Wednesday, December 3, 2008

The Contradictions of Life in a Developing Nation:

Where the state cannot guarantee the safety of its citizenry, so everyone goes about armed, a people at war with itself.

Where education is in such low esteem that the poor who attend school learn just enough to stay poor, and the rich who attend private school, learn what they already know, that god and government exist to serve their interests.

Where telecommunications are among the best in Latin America, but there is no electricity to run it all.

Where a peon rides into town on a mule, and a baseball player rides out in a hummer.

Where the public realm is an arena in which private interests clash in a drama regulated by the conventions of a telenovela.

Where a president exercises the prerogatives of strong man politics in order to preserve and amplify a democratic state.

Where a pliant god colludes in the failings of mankind, since, after all, whatever happens, it is his will: Si Dios quiere.

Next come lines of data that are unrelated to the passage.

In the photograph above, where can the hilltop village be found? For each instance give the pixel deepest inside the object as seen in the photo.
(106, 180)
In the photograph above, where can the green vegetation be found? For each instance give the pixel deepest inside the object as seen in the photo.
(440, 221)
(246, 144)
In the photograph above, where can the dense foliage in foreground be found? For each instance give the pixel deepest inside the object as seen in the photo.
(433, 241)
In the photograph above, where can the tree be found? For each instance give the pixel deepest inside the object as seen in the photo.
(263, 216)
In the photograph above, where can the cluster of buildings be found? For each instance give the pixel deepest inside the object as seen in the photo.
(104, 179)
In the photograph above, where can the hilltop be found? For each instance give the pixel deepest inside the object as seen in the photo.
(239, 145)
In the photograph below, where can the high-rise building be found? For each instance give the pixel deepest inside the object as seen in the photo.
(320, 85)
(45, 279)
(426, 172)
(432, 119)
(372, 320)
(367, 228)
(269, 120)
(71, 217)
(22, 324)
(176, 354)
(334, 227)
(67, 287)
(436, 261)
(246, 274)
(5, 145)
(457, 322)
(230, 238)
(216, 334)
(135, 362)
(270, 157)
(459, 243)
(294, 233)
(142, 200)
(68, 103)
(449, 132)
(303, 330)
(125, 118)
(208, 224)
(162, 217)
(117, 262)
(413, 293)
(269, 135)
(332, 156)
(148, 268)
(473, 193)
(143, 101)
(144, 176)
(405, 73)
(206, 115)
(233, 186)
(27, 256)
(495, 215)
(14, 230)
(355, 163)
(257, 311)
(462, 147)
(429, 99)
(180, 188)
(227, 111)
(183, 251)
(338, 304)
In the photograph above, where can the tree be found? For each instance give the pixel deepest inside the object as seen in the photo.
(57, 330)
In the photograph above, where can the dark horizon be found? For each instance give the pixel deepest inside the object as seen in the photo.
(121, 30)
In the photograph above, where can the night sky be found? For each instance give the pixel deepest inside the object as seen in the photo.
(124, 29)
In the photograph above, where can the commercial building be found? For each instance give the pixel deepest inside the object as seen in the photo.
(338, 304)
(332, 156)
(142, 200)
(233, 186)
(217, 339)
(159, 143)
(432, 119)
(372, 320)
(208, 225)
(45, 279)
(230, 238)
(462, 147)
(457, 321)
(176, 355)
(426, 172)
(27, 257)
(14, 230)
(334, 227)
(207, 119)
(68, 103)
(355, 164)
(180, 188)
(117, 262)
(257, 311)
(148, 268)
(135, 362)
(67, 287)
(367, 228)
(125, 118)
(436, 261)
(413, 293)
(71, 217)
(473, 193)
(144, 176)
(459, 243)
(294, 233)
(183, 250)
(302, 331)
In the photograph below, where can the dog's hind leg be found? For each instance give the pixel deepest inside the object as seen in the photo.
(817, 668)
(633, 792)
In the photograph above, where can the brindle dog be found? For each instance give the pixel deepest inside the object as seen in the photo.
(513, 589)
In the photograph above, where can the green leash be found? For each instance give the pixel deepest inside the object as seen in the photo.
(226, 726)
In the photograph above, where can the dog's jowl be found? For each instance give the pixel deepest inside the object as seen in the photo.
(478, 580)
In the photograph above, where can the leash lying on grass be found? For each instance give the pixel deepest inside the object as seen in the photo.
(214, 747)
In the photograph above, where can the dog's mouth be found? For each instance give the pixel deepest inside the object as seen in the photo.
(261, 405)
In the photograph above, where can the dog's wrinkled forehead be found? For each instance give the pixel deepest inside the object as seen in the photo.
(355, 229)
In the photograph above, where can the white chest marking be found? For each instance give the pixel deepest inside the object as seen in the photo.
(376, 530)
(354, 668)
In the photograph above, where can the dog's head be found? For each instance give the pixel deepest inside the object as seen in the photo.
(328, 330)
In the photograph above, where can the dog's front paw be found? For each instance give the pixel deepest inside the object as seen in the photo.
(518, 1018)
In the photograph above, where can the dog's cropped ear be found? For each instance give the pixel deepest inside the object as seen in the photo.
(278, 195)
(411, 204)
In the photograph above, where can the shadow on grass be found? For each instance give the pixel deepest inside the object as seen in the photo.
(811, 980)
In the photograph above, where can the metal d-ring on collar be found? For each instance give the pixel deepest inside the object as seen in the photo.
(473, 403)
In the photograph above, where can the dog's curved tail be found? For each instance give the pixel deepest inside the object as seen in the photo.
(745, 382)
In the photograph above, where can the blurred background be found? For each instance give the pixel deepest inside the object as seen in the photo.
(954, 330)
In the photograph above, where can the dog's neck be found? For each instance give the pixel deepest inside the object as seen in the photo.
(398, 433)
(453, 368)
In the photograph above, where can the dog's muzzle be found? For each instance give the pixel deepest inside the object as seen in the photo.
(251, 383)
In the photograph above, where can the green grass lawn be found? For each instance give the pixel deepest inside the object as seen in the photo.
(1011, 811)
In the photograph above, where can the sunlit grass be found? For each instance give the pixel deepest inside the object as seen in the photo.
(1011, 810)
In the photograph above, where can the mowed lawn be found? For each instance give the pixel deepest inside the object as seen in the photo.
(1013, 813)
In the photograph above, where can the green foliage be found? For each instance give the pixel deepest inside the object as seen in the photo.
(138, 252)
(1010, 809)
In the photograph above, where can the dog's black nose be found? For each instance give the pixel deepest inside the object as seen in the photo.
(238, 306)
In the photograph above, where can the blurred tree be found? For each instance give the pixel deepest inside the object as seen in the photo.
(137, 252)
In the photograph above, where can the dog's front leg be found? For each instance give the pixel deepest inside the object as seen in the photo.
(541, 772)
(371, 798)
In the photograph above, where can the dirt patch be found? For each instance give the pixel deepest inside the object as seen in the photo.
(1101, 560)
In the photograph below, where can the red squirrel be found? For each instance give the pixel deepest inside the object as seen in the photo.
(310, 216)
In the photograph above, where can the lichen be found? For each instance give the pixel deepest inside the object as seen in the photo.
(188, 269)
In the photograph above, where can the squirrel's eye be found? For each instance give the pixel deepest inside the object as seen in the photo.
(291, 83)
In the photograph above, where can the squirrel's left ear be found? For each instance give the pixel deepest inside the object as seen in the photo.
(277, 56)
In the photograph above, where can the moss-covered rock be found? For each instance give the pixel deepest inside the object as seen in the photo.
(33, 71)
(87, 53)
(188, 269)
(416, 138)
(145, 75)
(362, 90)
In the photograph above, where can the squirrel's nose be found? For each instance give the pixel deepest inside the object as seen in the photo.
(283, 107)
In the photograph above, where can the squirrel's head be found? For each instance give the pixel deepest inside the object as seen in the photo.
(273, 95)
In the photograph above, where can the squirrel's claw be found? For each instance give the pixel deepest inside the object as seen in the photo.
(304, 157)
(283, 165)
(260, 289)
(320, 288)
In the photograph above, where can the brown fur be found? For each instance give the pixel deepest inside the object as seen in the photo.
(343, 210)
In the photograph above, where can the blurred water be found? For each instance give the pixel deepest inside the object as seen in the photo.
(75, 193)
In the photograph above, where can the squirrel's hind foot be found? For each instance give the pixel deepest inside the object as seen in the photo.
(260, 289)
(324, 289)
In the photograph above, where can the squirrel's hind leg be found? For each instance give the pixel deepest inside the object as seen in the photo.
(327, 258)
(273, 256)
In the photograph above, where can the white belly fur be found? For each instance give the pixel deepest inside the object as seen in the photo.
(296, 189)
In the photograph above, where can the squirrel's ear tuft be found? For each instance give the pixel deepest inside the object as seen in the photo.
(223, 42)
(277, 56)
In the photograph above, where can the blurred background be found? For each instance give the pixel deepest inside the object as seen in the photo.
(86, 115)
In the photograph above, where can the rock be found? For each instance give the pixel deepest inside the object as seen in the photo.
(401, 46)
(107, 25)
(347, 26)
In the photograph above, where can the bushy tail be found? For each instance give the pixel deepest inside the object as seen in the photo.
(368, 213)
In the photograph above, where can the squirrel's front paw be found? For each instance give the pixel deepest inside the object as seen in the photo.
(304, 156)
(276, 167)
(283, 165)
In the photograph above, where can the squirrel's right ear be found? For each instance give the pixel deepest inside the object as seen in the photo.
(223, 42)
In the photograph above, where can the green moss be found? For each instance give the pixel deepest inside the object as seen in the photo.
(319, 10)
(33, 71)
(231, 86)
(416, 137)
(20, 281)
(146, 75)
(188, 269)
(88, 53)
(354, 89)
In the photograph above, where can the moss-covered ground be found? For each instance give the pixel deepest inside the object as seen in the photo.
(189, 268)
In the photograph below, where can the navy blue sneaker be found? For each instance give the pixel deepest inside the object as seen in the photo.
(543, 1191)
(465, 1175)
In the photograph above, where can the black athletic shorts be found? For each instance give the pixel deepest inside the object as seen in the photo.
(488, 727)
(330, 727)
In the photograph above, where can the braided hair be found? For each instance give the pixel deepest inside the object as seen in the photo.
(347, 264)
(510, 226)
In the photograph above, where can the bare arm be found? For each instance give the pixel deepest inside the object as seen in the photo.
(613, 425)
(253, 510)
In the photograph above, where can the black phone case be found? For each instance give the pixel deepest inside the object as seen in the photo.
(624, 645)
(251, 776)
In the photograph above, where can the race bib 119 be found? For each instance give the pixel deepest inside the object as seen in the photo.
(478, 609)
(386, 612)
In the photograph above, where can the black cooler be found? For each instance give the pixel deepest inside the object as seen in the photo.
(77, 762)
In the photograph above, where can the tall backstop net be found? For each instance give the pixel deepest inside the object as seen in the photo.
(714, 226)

Where progress is a gravy train for the elite and an opiate for the masses, stoned by the light of its televised spectacle.

Where ideas are censored not by the Church or State, but by the free market and the exorbitant price of books.

Where the simple virtues of country life are praised above all others, and everyone frantically tries to escape them.

Where white is the color of money, and no one is black.

Where the eternal rhythms of life are still manifest, and may be ended abruptly by the thief who kills for a cell phone.

Where a peasant will regale a guest with a meal worth three times the pocket change he would deny that same guest.

Where a mulatto people obsessively pursue a regimen of self-improvement: they straighten what is curled, they bleach what is blackened, they trade chacabanas for jeans, sombreros for baseball caps. . . . Pero no se puede corregir lo que nace doblao.

Where the beat of palos echoes through the culture, but no one is African.

Where language expresses ideology instead of ideas: like the dealings of government, it is opaque, the better to obscure the relation between intentions and actions. Appearances count for everything and conspicuous consumption is next to godliness. Xmas begins two months early to make more room in the temple for the usurers.

If it is true, as Galeano once wrote, that we are what we do to change ourselves, that our identity consists in the synthesis of our daily contradictions, then life in a developing nation may be said to be the suspension of this process, its paralysis. Thesis and antithesis forever staring at one another across the breach in which we all dangle.